Back from Hilo but must make one bow to my favorite, favorite, favorite Hilo institution: Kawamoto Store, a family run operation in a space that used to be a produce shop, then turned into an okazyu, then changed hands from the Kawamotos to a Hawaiian family, but has maintained its homespun quality all that time.

It’s an okazu-ya in the old style and I would rather eat there most days than any white tablecloth restaurant of my acquaintance.

For $3.90, I got a lunch that I savored as a wine connoisseur savors a fine vintage: Korean chicken (because they were out of Hilo’s famous nori chicken), a couple of diminutive cornbeef-potato paties, a triangle of rice and some battered and deep-friend Molokai sweet potatoes. Went back to my hotel room and just acted like a fool: sniffed and munched and photographed and savored. Ate that thing for two meals.

Had a lot of good food, Hilo-side, but Kawamoto’s? I’d ask for them for my last meal if I was on death row. No kidding.

At home, responsibilities crashed down on me and I’ve been scurrying to catch up (hint to those who are listening: do NOT ever consent to serve on your condo board).

But yesterday, there was a family party for a lovely lady who had attained a certain age (she’s NOT telling). This close-knit family on my husband’s side served a very healthful meal: grilled chicken and sausage, brown rice, steamed broccoli. But that barbecued chicken really got me: It was delicious! What was in it?

Playing riddles with the son of the family while he was a the grill, I guessed and guessed. Wrong!  Here’s what they do:

The G’s secret weapon

4 parts Bragg’s Liquid Aminos to 1 part olive oil and 1/2 part sesame oil

Half a lemon (juice of)

A good amount of chopped basil

4-5 cloves minced garlic

Marinate 30 minutes. Grill. Eat. Fall in love.

It’s a family standard for this social group who live just steps from Kailua beach on one of those long, narrow lots off that house two or three houses with easements down to the water. While the briquets glow red and ash over, and the light begins to wane, we all troup down to the beach for group pictures — couple, babes in arms, family groups, the camera on a timer so we can capture the whole gaggle of us. We are a mom (her birthday — she’s not telling which!) is the occasion. Two of her daughters. A daughter’s ex-husband and the ex-husband’s new wife. Two grandsons, cousins, not brothers. A granddaughter and her husband. And the stars of the evening — who appear, twinkling, briefly, because they’re mostly napping — the great grand-children, the twins who have been living with us. A typical Island extended family.

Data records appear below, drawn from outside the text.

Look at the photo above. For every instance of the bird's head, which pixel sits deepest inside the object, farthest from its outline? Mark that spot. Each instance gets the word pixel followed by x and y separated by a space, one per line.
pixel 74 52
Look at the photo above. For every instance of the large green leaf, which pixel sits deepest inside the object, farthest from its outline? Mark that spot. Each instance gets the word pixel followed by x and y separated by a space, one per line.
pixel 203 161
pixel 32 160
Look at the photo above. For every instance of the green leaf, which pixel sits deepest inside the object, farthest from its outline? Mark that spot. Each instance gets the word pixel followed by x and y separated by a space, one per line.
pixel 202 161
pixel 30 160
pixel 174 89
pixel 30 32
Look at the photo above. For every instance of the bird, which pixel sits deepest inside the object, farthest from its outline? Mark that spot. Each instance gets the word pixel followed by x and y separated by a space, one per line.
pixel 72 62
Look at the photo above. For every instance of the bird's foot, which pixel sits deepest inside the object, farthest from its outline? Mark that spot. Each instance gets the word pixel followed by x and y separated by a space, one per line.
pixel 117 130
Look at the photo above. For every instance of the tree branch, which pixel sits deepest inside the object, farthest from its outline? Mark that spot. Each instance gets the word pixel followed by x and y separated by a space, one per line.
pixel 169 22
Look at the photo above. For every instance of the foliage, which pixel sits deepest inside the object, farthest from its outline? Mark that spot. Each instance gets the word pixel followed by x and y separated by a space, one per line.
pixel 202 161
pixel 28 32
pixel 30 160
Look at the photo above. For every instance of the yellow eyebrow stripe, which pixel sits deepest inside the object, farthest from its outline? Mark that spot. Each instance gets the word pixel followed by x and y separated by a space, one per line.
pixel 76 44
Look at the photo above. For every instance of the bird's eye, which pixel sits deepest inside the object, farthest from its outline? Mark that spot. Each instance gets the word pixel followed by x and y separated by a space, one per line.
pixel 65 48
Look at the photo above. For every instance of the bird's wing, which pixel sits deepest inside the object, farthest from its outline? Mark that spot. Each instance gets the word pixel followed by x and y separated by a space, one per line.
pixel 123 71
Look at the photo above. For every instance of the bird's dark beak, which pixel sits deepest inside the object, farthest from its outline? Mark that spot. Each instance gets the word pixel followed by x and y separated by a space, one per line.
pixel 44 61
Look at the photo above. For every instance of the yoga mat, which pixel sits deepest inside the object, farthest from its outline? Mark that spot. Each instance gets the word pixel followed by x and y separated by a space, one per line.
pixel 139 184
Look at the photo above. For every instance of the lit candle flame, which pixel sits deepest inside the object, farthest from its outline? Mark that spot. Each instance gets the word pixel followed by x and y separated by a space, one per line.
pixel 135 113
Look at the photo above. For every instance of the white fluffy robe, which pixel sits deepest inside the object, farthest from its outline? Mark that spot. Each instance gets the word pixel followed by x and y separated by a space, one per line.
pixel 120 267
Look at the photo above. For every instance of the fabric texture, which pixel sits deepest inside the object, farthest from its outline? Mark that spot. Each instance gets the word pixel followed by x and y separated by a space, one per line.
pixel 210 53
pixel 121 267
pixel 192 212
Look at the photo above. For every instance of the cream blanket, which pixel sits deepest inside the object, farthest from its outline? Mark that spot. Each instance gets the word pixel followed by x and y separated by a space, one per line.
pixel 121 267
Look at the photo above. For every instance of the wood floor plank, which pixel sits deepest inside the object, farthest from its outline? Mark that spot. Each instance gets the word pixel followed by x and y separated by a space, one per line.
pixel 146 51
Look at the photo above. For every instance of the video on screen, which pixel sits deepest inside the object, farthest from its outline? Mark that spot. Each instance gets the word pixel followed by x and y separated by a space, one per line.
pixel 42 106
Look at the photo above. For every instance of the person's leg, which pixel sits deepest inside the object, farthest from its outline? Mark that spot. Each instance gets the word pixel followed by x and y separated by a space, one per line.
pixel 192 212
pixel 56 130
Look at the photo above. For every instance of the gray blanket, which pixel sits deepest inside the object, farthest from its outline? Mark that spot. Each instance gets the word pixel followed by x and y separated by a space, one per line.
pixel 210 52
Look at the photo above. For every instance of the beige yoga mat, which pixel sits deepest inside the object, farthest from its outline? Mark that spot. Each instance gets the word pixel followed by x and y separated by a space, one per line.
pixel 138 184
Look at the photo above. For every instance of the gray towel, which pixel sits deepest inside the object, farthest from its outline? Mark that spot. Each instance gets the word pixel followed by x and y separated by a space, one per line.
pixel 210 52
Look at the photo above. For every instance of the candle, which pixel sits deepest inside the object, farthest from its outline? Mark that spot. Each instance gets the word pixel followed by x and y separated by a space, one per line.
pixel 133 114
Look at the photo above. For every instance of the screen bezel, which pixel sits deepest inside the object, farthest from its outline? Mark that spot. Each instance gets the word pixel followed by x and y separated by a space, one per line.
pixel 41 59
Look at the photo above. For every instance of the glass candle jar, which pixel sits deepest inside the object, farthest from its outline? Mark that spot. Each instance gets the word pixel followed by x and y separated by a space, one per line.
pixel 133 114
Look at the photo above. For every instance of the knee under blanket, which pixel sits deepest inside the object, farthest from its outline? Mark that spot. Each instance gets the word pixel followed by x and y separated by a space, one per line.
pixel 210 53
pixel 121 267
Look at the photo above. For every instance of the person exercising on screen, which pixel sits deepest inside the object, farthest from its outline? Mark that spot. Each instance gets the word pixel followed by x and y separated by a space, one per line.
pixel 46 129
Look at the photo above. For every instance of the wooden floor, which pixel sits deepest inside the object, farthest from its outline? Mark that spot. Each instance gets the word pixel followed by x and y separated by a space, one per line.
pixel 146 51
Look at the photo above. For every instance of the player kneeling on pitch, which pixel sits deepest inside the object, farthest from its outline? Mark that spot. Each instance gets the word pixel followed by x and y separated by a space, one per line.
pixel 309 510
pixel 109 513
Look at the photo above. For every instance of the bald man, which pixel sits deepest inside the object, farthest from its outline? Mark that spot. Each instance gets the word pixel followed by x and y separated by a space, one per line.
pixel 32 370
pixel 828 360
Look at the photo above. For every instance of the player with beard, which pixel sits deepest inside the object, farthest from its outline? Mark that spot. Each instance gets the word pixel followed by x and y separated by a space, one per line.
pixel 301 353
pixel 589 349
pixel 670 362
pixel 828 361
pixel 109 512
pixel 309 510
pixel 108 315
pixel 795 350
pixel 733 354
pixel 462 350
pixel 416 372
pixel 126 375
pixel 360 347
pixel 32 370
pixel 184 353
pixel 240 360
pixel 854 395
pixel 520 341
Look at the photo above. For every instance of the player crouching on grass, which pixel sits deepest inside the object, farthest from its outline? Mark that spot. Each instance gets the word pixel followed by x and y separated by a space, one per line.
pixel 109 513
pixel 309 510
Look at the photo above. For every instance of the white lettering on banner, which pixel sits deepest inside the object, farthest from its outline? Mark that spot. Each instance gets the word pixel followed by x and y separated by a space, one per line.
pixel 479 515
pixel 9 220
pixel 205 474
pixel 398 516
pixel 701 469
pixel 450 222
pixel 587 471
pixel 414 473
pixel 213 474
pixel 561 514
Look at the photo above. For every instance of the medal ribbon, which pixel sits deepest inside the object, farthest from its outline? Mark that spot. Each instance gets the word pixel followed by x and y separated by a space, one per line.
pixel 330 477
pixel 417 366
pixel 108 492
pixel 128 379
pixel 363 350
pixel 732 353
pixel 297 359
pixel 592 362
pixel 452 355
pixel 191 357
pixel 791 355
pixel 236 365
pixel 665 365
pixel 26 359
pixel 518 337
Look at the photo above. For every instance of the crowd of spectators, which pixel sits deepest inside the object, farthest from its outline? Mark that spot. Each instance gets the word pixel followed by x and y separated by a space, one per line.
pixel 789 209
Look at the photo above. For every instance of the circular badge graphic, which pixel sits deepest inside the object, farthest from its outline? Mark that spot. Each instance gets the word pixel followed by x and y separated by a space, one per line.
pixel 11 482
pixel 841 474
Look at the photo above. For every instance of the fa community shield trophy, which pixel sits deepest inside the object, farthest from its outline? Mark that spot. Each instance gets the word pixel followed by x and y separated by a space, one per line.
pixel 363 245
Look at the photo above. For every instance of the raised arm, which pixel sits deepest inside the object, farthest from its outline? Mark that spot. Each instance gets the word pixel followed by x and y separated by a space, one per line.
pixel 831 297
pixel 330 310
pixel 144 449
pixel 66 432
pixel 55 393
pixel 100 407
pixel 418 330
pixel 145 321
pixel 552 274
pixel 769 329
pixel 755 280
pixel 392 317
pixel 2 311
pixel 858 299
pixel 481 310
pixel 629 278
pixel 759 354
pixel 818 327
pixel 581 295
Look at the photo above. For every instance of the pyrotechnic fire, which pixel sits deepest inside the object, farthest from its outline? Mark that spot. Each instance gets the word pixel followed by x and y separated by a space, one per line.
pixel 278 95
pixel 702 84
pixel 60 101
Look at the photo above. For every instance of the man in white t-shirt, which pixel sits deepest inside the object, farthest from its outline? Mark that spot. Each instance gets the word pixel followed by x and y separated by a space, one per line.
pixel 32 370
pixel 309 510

Lucky: Lucky he live Hawaii, Lucky he so loved, Lucky get scraps from the table. Better than the food at the barbecue was being visited by Lucky for a pat and a little love session.

Oh, and the dog, a charming, spiky haired, half-blind fellow older than the Great-grandma in dog years, who wanders about, genially greeting everyone, stopping suddenly so that you almost trip over him, alternately sitting, lying down and rising painfully. He is at least as much a topic of conversation as the twins. His name is Lucky and he’s had a life befitting his name, and we know he won’t be with us forever.

Lucky loves barbecues. I hope there’s one for him in doggie heaven when he gets there.